Pawon (dapur tradisional masyarakat Jawa dengan tungku sebagai media untuk memasak) adalah salah satu sudut rumah mbah yang paling ku suka. Saat asik bermain, pintu belakang rumah mbah terbuka. Seorang anak laki-laki sebayaku datang dan mengobrol singkat dengan mbah kemudian kembali ke rumahnya yang berada di belakang rumah mbah.

“Itu anak setiap hari juga main ke sini. Giliran ada kamu, malu-malu langsung pulang.” Begitu kira-kira mbah menceritakan anak laki-laki tadi sembari tersenyum meledek.

Pertemuan masa kecil kami bukan diwarnai dengan berbagi tawa, bermain di kali ataupun di sawah. Aku dan dia hanya tahu nama, tahu cerita. Dan itulah sepenggal ingatan tentang perkenalan masa kecilku dengannya. Tak ada yang menyangka, kelak akan ada lembaran-lembaran cerita yang kita warnai bersama.


Layanan Pengaduan

Agustus 2014 pesan masuk ke akun facebook yang disambut jawaban ku dalam hati, “Ooh!”. Tak ada yang spesial. Dialah anak kecil pemalu yang sekarang sudah berani menyapa lebih dulu. Percakapan basa-basi kami hanya sebentar kemudian hambar.

Juli 2015 aku mudik ke Wonogiri bersama omku. Ya.. setelah belasan tahun tak mudik. Terlihatlah anak kecil yang sudah berevolusi menjadi laki-laki berkumis dan berjenggot tipis. Untuk pertama kalinya kami berbincang panjang. Di tengah obrolan berbagi cerita perjalanan hidup, ia menyelipkan nasihat agama, hasil dari kajian yang sering ia ikuti. Obrolan yang amat berfaedah.

Selepas mudik, aku mulai fokus dengan skripsiku, ia sibuk dengan kuliahnya di Jogja.
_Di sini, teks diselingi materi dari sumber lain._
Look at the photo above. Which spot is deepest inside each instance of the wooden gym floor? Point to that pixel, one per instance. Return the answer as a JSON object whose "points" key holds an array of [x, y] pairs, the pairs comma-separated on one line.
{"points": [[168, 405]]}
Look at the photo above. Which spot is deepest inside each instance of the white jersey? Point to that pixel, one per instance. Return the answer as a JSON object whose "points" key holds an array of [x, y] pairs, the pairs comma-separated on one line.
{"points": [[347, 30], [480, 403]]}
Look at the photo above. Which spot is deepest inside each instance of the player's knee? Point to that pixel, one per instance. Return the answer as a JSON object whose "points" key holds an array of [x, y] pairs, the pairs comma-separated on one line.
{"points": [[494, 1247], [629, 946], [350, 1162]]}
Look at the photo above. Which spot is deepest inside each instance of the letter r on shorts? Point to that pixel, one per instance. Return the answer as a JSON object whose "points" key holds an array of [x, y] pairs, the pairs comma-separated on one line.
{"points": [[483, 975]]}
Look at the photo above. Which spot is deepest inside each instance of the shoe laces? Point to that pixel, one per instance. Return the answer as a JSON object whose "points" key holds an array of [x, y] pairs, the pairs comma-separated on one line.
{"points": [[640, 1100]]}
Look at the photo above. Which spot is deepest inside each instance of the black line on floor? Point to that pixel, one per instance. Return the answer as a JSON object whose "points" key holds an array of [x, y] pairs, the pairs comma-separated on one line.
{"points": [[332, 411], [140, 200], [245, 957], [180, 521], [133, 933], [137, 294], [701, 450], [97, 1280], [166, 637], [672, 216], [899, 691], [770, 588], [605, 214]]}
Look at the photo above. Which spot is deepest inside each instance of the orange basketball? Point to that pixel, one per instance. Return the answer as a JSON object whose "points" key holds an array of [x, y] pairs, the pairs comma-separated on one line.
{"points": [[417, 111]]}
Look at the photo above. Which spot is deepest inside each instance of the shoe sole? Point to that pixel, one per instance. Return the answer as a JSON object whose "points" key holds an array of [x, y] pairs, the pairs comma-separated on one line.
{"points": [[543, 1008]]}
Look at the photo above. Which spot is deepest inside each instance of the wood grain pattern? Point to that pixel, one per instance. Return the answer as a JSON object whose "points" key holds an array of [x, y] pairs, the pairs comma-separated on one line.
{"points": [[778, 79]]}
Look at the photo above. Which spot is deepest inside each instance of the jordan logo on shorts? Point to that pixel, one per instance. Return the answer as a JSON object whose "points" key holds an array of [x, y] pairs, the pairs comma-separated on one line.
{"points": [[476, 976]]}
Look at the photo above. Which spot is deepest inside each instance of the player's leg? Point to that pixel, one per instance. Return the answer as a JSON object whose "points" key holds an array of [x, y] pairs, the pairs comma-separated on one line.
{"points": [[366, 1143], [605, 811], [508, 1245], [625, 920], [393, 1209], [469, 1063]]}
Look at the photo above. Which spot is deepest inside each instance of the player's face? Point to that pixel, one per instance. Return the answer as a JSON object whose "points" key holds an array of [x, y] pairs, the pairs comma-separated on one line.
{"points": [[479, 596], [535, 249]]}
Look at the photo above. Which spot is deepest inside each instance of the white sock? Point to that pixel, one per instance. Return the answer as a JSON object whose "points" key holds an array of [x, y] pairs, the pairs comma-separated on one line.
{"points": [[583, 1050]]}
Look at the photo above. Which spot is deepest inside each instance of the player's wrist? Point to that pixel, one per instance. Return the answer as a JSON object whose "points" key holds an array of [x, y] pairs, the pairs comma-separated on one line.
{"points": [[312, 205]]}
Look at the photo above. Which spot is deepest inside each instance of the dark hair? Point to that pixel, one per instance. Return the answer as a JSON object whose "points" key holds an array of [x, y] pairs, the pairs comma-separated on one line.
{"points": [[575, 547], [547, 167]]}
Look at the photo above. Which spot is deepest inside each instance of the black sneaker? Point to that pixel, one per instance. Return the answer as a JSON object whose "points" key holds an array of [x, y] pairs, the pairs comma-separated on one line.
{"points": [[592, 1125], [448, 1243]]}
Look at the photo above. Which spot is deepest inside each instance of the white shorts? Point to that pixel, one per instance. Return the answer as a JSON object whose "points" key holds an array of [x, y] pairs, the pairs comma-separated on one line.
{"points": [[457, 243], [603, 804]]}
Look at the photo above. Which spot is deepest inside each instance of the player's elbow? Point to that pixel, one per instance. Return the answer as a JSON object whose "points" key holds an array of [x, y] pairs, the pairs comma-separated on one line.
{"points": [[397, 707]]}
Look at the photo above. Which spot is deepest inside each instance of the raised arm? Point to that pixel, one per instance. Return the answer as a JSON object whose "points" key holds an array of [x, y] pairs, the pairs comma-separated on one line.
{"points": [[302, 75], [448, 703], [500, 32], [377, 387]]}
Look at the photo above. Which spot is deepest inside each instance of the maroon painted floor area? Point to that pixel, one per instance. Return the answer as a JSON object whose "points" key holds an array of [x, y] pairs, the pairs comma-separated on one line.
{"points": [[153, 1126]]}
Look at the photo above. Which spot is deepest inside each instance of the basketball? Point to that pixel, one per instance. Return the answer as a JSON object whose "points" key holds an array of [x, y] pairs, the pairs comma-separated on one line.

Juli 2016 aku kembali mudik tetapi bersama teman kampus yang kebetulan satu kampung. Oh ya saat itu adalah saat dimana aku sedang dalam masa pemulihan pasca perasaan yang ditelantarkan begitu saja oleh pelaku PHP. Naas. Ia pun menjadi sasaran empuk untuk menjadi pendengar keluh kesahku perihal jodoh. Obrolan berjam-jam tak hanya melulu tentang asmara tetapi juga tentang mimpi di masa depan. Kemudian ditutup dengan topik Quantum Ikhlas, buku yang ikut andil dalam proses hijrahnya.

Mulai saat itu intensitas komunikasi kami sedikit meningkat. Tak hanya mengobrol via WA tetapi juga via telepon aku memuntahkan segala curhatan tentang aku yang sulit move on, tentang pekerjaan hingga keluarga. Aku menyadari bahwa aku menemukan sahabat sekaligus kakak laki-laki siaga sebagai tempat ‘Layanan Pengaduan’ terhangat.


Menjadi Tujuan

Sudah belasan tahun kami tidak dipertemukan tapi cerita tentangku sempat masuk ke telinganya, aku yang berdiri tegak, melawan putus asa, berjuang meraih gelar sarjana. Hal itulah yang membuat ia bangkit. Segera semangatnya berkobar, rasa malas berangsur memudar.

Awal 2017 ia berhasil menyelesaikan studinya. Perjuangan tak selesai sampai di situ. Dalam diam ia berharap menjadi tempatku berlabuh. Sayang, ijazah yang telah susah payah didapatkannya belum mengantarkan menuju dunia kerja.

Dalam hatinya berkata, “Tunggu aku, suatu saat aku akan datang melamarmu. Ya.. setelah aku memantaskan diri, meyakinkanmu dan keluarga bahwa aku bisa membahagiakanmu.” Di balik kata-katanya yang selalu menenangkan ternyata ada setangkup doa.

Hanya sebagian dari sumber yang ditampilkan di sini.